Ces chercheurs seraient donc des vulgarisateurs? Au départ, sûrement pas. Le travail premier de Gauvin a été d'inscrire la littérature québécoise dans la littérature universelle, reliant les oeuvres d'ici à celles de la francophonie dans son ensemble, et aux lettres françaises en particulier. Gagnon, quant à lui, a établi les normes et posé les fondations d'une histoire de l'art québécois contemporain. Et l'objectif premier poursuivi par Gingras est de «comprendre la transformation de l'histoire des sciences au Québec et au Canada».

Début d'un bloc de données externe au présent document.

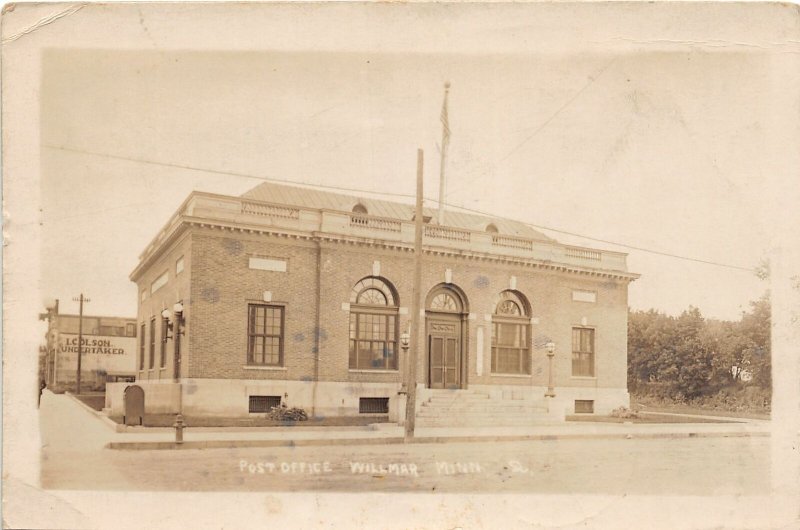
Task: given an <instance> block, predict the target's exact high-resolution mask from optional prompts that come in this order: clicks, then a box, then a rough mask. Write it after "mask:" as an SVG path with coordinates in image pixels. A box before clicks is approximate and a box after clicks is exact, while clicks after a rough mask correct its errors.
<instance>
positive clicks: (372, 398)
mask: <svg viewBox="0 0 800 530" xmlns="http://www.w3.org/2000/svg"><path fill="white" fill-rule="evenodd" d="M358 413H359V414H389V398H359V399H358Z"/></svg>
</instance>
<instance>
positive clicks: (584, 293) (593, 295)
mask: <svg viewBox="0 0 800 530" xmlns="http://www.w3.org/2000/svg"><path fill="white" fill-rule="evenodd" d="M572 301H573V302H589V303H592V304H593V303H595V302H597V293H596V292H594V291H577V290H576V291H572Z"/></svg>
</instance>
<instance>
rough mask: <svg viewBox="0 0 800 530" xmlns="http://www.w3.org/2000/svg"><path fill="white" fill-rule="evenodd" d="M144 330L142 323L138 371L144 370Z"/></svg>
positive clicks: (142, 324) (146, 335) (140, 338)
mask: <svg viewBox="0 0 800 530" xmlns="http://www.w3.org/2000/svg"><path fill="white" fill-rule="evenodd" d="M144 330H145V327H144V323H142V332H141V333H140V334H139V370H144V340H145V337H147V335H145V334H144Z"/></svg>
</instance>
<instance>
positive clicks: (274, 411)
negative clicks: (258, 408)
mask: <svg viewBox="0 0 800 530" xmlns="http://www.w3.org/2000/svg"><path fill="white" fill-rule="evenodd" d="M267 418H269V419H271V420H275V421H306V420H307V419H308V414H306V411H305V410H303V409H301V408H298V407H292V408H289V407H287V406H286V404H285V403H281V405H280V406H279V407H272V410H270V411H269V413H268V414H267Z"/></svg>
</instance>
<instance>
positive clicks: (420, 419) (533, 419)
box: [416, 416, 553, 427]
mask: <svg viewBox="0 0 800 530" xmlns="http://www.w3.org/2000/svg"><path fill="white" fill-rule="evenodd" d="M549 423H553V420H552V418H550V417H549V416H542V417H540V418H525V419H519V420H516V421H509V420H482V421H481V422H480V423H478V422H475V421H473V420H469V419H459V420H456V419H452V420H440V419H436V420H431V419H429V418H417V421H416V424H417V426H418V427H486V426H491V427H526V426H531V425H544V424H549Z"/></svg>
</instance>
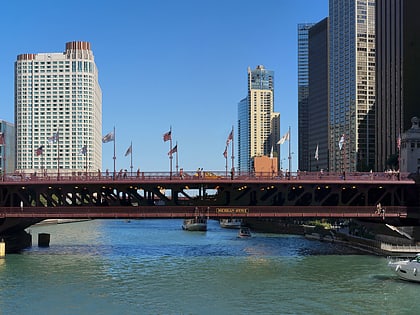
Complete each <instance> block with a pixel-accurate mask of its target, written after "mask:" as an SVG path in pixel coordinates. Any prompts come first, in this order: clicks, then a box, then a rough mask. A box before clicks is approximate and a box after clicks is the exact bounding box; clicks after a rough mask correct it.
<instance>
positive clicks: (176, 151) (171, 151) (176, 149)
mask: <svg viewBox="0 0 420 315" xmlns="http://www.w3.org/2000/svg"><path fill="white" fill-rule="evenodd" d="M176 152H178V145H176V146H174V147H173V148H172V150H170V151H169V152H168V155H172V154H174V153H176Z"/></svg>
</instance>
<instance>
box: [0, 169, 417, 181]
mask: <svg viewBox="0 0 420 315" xmlns="http://www.w3.org/2000/svg"><path fill="white" fill-rule="evenodd" d="M408 176H409V173H400V172H398V171H386V172H348V173H341V172H340V173H338V172H324V171H320V172H306V171H305V172H303V171H297V172H281V171H280V172H278V173H273V172H252V173H248V172H240V173H237V174H234V175H232V174H229V173H227V172H226V171H201V170H200V171H178V172H172V173H170V172H140V171H137V172H130V171H127V170H120V171H118V172H115V173H114V172H109V171H105V172H103V171H100V170H98V171H90V170H89V171H71V170H60V172H57V171H51V170H48V171H44V172H15V173H11V174H5V175H2V176H1V181H2V182H28V181H30V182H34V181H77V182H80V181H85V180H88V181H100V180H101V181H102V180H118V181H139V180H147V181H162V180H165V181H166V180H200V181H203V180H227V179H228V180H242V181H246V180H263V181H267V180H273V181H280V180H326V181H328V180H357V181H375V180H380V181H387V180H406V179H408Z"/></svg>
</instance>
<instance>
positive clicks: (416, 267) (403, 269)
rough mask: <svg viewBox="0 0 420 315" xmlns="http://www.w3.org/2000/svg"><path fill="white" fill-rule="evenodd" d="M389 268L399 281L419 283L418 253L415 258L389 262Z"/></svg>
mask: <svg viewBox="0 0 420 315" xmlns="http://www.w3.org/2000/svg"><path fill="white" fill-rule="evenodd" d="M388 267H390V268H391V269H392V270H393V271H394V272H395V273H396V274H397V276H398V277H399V278H400V279H403V280H407V281H414V282H420V253H418V254H417V255H416V257H414V258H411V259H405V260H391V261H390V262H388Z"/></svg>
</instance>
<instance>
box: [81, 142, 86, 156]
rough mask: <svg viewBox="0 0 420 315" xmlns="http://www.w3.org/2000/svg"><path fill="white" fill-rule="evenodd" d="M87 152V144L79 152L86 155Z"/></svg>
mask: <svg viewBox="0 0 420 315" xmlns="http://www.w3.org/2000/svg"><path fill="white" fill-rule="evenodd" d="M86 153H87V145H86V144H85V145H84V146H83V147H82V148H81V149H80V150H79V154H81V155H86Z"/></svg>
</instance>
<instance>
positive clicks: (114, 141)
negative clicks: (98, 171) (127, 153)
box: [113, 126, 117, 179]
mask: <svg viewBox="0 0 420 315" xmlns="http://www.w3.org/2000/svg"><path fill="white" fill-rule="evenodd" d="M115 138H116V135H115V126H114V157H113V159H114V179H115V175H116V173H115V172H116V167H115V164H116V159H117V157H116V156H115Z"/></svg>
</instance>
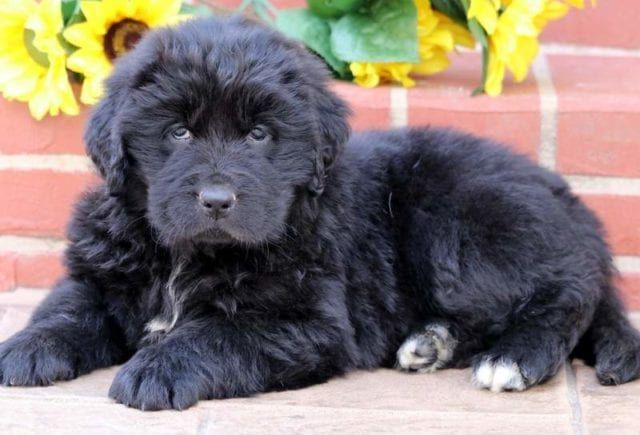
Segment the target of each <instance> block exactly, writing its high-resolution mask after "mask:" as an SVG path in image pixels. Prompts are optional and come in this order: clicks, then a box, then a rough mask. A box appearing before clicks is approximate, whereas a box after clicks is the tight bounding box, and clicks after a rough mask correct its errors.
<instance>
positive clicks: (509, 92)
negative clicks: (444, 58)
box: [409, 53, 540, 161]
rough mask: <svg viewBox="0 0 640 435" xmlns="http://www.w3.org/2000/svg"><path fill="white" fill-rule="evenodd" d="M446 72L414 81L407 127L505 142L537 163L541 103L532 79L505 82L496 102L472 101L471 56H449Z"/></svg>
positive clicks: (409, 94) (472, 75)
mask: <svg viewBox="0 0 640 435" xmlns="http://www.w3.org/2000/svg"><path fill="white" fill-rule="evenodd" d="M451 60H452V65H451V67H450V69H448V70H446V71H444V72H442V73H440V74H438V75H436V76H433V77H429V78H425V79H422V80H419V82H418V85H417V86H416V87H415V88H412V89H410V90H409V125H426V124H430V125H436V126H445V127H455V128H459V129H462V130H465V131H468V132H471V133H475V134H477V135H481V136H487V137H490V138H493V139H495V140H498V141H500V142H503V143H505V144H506V145H508V146H510V147H511V148H512V149H514V150H515V151H517V152H520V153H523V154H526V155H528V156H530V157H531V158H533V159H535V160H536V161H537V157H538V156H537V154H538V144H539V142H540V110H539V107H540V101H539V97H538V90H537V85H536V83H535V80H534V79H533V77H532V76H531V75H530V76H529V77H528V78H527V79H526V80H525V81H524V82H523V83H518V84H514V83H513V82H512V81H511V80H509V79H507V80H506V82H505V87H504V93H503V94H502V95H501V96H500V97H498V98H491V97H488V96H484V95H483V96H477V97H471V92H472V91H473V89H474V88H475V87H476V86H477V85H478V83H479V82H480V78H481V74H482V73H481V71H482V62H481V60H480V57H479V55H478V54H476V53H464V54H461V55H455V54H453V55H452V56H451Z"/></svg>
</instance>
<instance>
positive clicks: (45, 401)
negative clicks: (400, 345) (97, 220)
mask: <svg viewBox="0 0 640 435" xmlns="http://www.w3.org/2000/svg"><path fill="white" fill-rule="evenodd" d="M42 296H43V293H42V292H40V291H33V290H26V289H23V290H17V291H14V292H8V293H2V294H0V341H2V340H4V339H6V338H7V337H8V336H9V335H10V334H12V333H13V332H14V331H16V330H17V329H19V328H20V327H21V326H22V325H24V323H25V322H26V321H27V319H28V317H29V314H30V312H31V310H32V309H33V307H34V305H35V304H37V302H38V301H39V300H40V299H41V298H42ZM632 317H633V318H634V321H635V322H636V324H637V325H639V326H640V313H637V314H633V315H632ZM116 370H117V368H111V369H107V370H100V371H97V372H95V373H92V374H90V375H87V376H82V377H80V378H79V379H76V380H73V381H70V382H61V383H58V384H56V385H54V386H51V387H48V388H0V433H2V434H14V433H16V434H23V433H24V434H29V433H37V434H40V433H46V434H59V433H73V434H85V433H105V434H114V433H126V434H133V433H153V434H154V435H157V434H165V433H167V434H182V433H185V434H192V433H193V434H195V433H215V434H226V433H229V434H244V433H260V434H277V433H283V434H298V433H301V434H306V433H309V434H323V433H350V434H364V433H366V434H369V433H375V432H379V433H398V434H417V433H427V434H439V433H442V434H451V433H490V434H518V435H525V434H540V433H543V434H556V433H568V434H570V433H573V434H615V435H618V434H640V381H637V382H634V383H631V384H626V385H623V386H619V387H613V388H612V387H609V388H606V387H601V386H600V385H598V383H597V381H596V379H595V376H594V373H593V370H592V369H591V368H588V367H584V366H582V365H579V364H575V365H573V366H569V365H567V366H566V367H565V368H564V369H563V370H562V371H561V372H560V373H559V374H558V376H556V377H555V378H554V379H553V380H551V381H550V382H548V383H547V384H545V385H543V386H541V387H537V388H534V389H532V390H530V391H527V392H524V393H506V394H504V393H503V394H493V393H490V392H486V391H478V390H476V389H474V388H473V387H472V386H471V385H470V383H469V379H470V372H469V371H468V370H447V371H443V372H438V373H436V374H424V375H420V374H413V375H409V374H402V373H397V372H394V371H390V370H377V371H373V372H356V373H352V374H350V375H348V376H346V377H344V378H340V379H335V380H333V381H331V382H328V383H326V384H323V385H318V386H314V387H311V388H307V389H303V390H298V391H287V392H279V393H269V394H263V395H260V396H257V397H253V398H248V399H232V400H224V401H209V402H201V403H200V404H199V405H197V406H196V407H194V408H191V409H189V410H187V411H183V412H177V411H162V412H151V413H149V412H147V413H145V412H141V411H137V410H133V409H128V408H126V407H124V406H122V405H118V404H115V403H113V402H112V401H110V400H109V399H108V398H107V390H108V388H109V385H110V383H111V379H112V378H113V376H114V374H115V372H116Z"/></svg>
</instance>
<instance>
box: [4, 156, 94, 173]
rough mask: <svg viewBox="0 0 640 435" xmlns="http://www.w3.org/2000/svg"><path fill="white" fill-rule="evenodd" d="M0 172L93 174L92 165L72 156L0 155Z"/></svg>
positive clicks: (80, 157) (82, 159) (85, 156)
mask: <svg viewBox="0 0 640 435" xmlns="http://www.w3.org/2000/svg"><path fill="white" fill-rule="evenodd" d="M0 170H29V171H33V170H51V171H55V172H93V163H91V159H89V158H88V157H86V156H83V155H74V154H0Z"/></svg>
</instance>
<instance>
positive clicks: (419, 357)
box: [396, 323, 457, 373]
mask: <svg viewBox="0 0 640 435" xmlns="http://www.w3.org/2000/svg"><path fill="white" fill-rule="evenodd" d="M456 344H457V342H456V340H455V339H454V338H453V336H452V335H451V333H450V332H449V330H448V329H447V327H446V326H444V325H442V324H438V323H433V324H429V325H427V326H425V328H424V329H423V330H422V331H420V332H418V333H416V334H413V335H411V336H410V337H409V338H407V339H406V340H405V341H404V343H402V345H401V346H400V348H399V349H398V352H397V353H396V358H397V361H396V368H398V369H400V370H406V371H417V372H420V373H431V372H434V371H436V370H437V369H439V368H442V367H444V365H445V364H446V363H448V362H449V361H450V360H451V358H452V357H453V351H454V350H455V347H456Z"/></svg>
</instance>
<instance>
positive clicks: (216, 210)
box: [198, 185, 237, 219]
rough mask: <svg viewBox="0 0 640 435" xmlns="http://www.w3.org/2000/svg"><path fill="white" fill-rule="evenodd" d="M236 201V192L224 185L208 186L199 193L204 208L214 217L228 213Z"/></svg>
mask: <svg viewBox="0 0 640 435" xmlns="http://www.w3.org/2000/svg"><path fill="white" fill-rule="evenodd" d="M236 201H237V198H236V194H235V192H233V191H232V190H231V189H230V188H228V187H227V186H223V185H213V186H207V187H205V188H203V189H202V190H201V191H200V193H199V194H198V202H199V203H200V206H201V207H202V210H203V211H204V212H205V213H206V214H207V215H208V216H209V217H211V218H213V219H220V218H223V217H225V216H226V215H228V214H229V213H230V212H231V210H232V209H233V207H235V205H236Z"/></svg>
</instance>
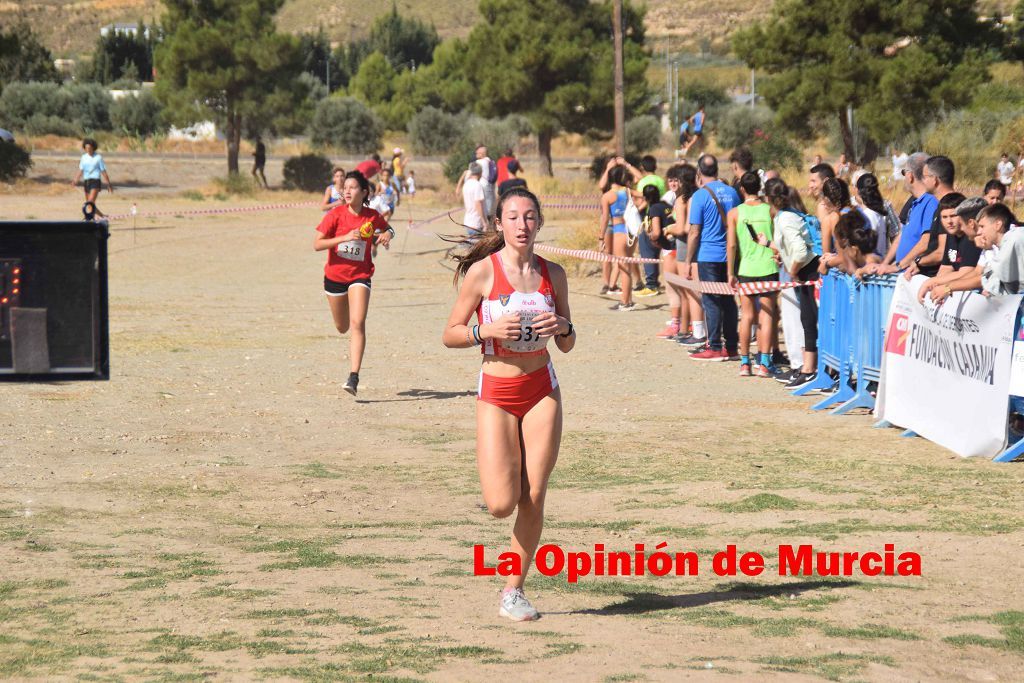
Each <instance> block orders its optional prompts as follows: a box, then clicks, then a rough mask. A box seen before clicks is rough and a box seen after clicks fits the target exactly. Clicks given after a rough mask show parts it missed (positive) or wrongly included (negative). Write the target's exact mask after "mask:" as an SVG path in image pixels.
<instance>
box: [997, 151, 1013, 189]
mask: <svg viewBox="0 0 1024 683" xmlns="http://www.w3.org/2000/svg"><path fill="white" fill-rule="evenodd" d="M995 177H996V178H997V179H998V181H999V182H1000V183H1001V184H1002V186H1004V187H1005V188H1007V189H1009V188H1010V185H1011V183H1013V181H1014V163H1013V162H1012V161H1010V155H1008V154H1007V153H1006V152H1004V153H1002V157H1000V158H999V163H998V164H996V165H995Z"/></svg>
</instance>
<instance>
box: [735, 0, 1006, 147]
mask: <svg viewBox="0 0 1024 683" xmlns="http://www.w3.org/2000/svg"><path fill="white" fill-rule="evenodd" d="M994 42H995V36H994V34H993V31H992V30H991V27H990V25H988V24H985V23H983V22H981V20H980V19H979V17H978V14H977V12H976V11H975V2H974V0H898V1H895V2H894V1H893V0H861V1H860V2H848V0H779V1H778V2H776V3H775V4H774V5H773V6H772V12H771V15H770V16H769V17H768V18H767V19H765V20H763V22H759V23H758V24H756V25H755V26H753V27H751V28H748V29H743V30H741V31H738V32H737V33H736V34H735V35H734V36H733V49H734V50H735V52H736V54H737V55H739V57H740V58H741V59H743V60H744V61H746V63H748V65H749V66H750V67H752V68H754V69H759V70H761V71H764V72H767V73H768V74H770V75H771V78H769V79H767V80H765V81H763V82H762V84H761V91H762V94H764V96H765V98H766V99H767V100H768V103H769V104H771V105H772V108H773V109H774V110H775V112H776V117H777V120H778V122H779V123H780V124H781V125H782V126H784V127H785V128H786V129H788V130H791V131H793V132H795V133H798V134H806V133H807V132H809V130H810V128H811V126H812V123H813V122H814V121H815V120H820V119H822V118H831V119H833V120H835V121H837V122H838V123H839V126H840V130H841V133H842V138H843V146H844V148H845V151H846V154H847V156H848V157H849V158H851V159H855V158H856V157H857V155H856V148H857V146H862V148H863V150H864V153H863V157H862V158H861V159H860V160H859V161H860V162H861V163H869V162H870V161H872V160H873V159H874V158H876V157H877V156H878V148H879V147H878V141H884V142H888V141H891V140H894V139H897V138H899V137H901V136H902V135H905V134H907V133H908V132H911V131H918V130H920V129H922V128H923V127H924V126H925V125H927V124H928V123H929V122H930V121H932V120H933V119H934V118H935V117H936V116H937V115H938V114H939V113H940V112H941V111H942V109H943V108H955V106H958V105H961V104H964V103H966V102H968V101H970V99H971V95H972V93H973V92H974V89H975V88H976V87H977V86H978V85H979V84H980V83H984V82H986V81H987V80H988V79H989V75H988V70H987V66H988V62H989V59H990V57H989V54H988V48H987V46H988V45H990V44H994ZM848 109H851V110H852V111H853V112H854V114H855V117H856V121H857V123H858V125H860V126H862V127H863V129H864V130H865V131H866V132H867V135H868V139H867V140H866V143H864V144H863V145H857V144H855V139H854V133H853V128H852V127H851V126H850V122H849V119H848V117H847V110H848Z"/></svg>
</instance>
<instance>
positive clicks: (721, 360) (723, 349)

Chez un autre Gagnon, Alain cette fois-ci, ses travaux en science politique le poussent vers un engagement dans cette sphère. Pour un de ses pairs, René Côté, le doyen de la faculté qui l'accueille à l'UQAM, «les travaux du professeur Gagnon ont contribué à décloisonner l'étude de la société québécoise, la situant dans son contexte continental et international, à promouvoir de nouvelles approches conceptuelles et théoriques en sciences sociales ainsi qu'à placer le Québec et le Canada au coeur des débats qui secouent la communauté scientifique internationale».

Oeuvre utile

Toute réflexion qui établirait qu'un professeur ou un chercheur est d'abord un théoricien de la «chose» ne rendrait cependant pas compte de toute la réalité universitaire. Un Donald Smith n'a ainsi point oublié ses origines terriennes et ses recherches sur l'azote l'ont amené à découvrir la façon utile de faire pousser les plantes: la culture du soja a été transformée par les produits qu'une compagnie, maintenant intégrée à une multinationale américaine, distribue.

Un autre, Jean Caron, est l'homme derrière des entreprises qui oeuvrent sur la fertilisation des sols: sans lui, cet Aquamat, commercialisé par la firme Soleno Textiles et devenu Hydroswitch pour la firme Texel, n'aurait pas le succès connu en horticulture, et Hortau ne serait point en mesure d'embaucher quatre employés pour distribuer en Californie les produits d'une technologie développée à Lévis.

Et si Édith Hamel connaît une carrière de haut vol, elle est aussi femme de laboratoires industriels. Il était inévitable que ses travaux sur la migraine et la vascularisation du cerveau intéressent les entreprises: elle a donc oeuvré un temps en France chez Synthélabo, devenue aujourd'hui Sanofi Aventis, avant d'être titulaire, toujours dans «ce vieux pays», de la chaire internationale de recherche Blaise-Pascal de l'École normale supérieure. Elle poursuit maintenant ses recherches sur la maladie d'Alzheimer au sein de l'Institut neurologique de Montréal.

Relève conforme

Si les aînés allient recherche et territoire local, il semble que la relève suive cette voie. Une Marie-Hélène Breault serait loin des préoccupations quotidiennes, elle qui étudie le personnage de l'opéra, dans l'oeuvre de Stockhausen plus précisément, quand une Julie Auger est bien pratique: sa science politique l'amène à évaluer l'influence du bioterrorisme dans les politiques gouvernementales.

Et il est difficile de trouver plus québécois que le bouleau. Pour un Charles Gauthier, le bétulinol et l'acide bétulinique, deux substances extraites de son écorce, seraient des composantes de médicaments destinés à guérir plus d'un mal, et sa coloration aurait pour Myriam Drouin des usages dans l'industrie du meuble et du design d'intérieur, servant à transformer l'apparence des meubles.

Si la recherche québécoise a une portée universelle, ce qui est nécessaire pour qu'elle soit utile, il semble qu'elle y parvienne en gardant le Québec dans sa mémoire.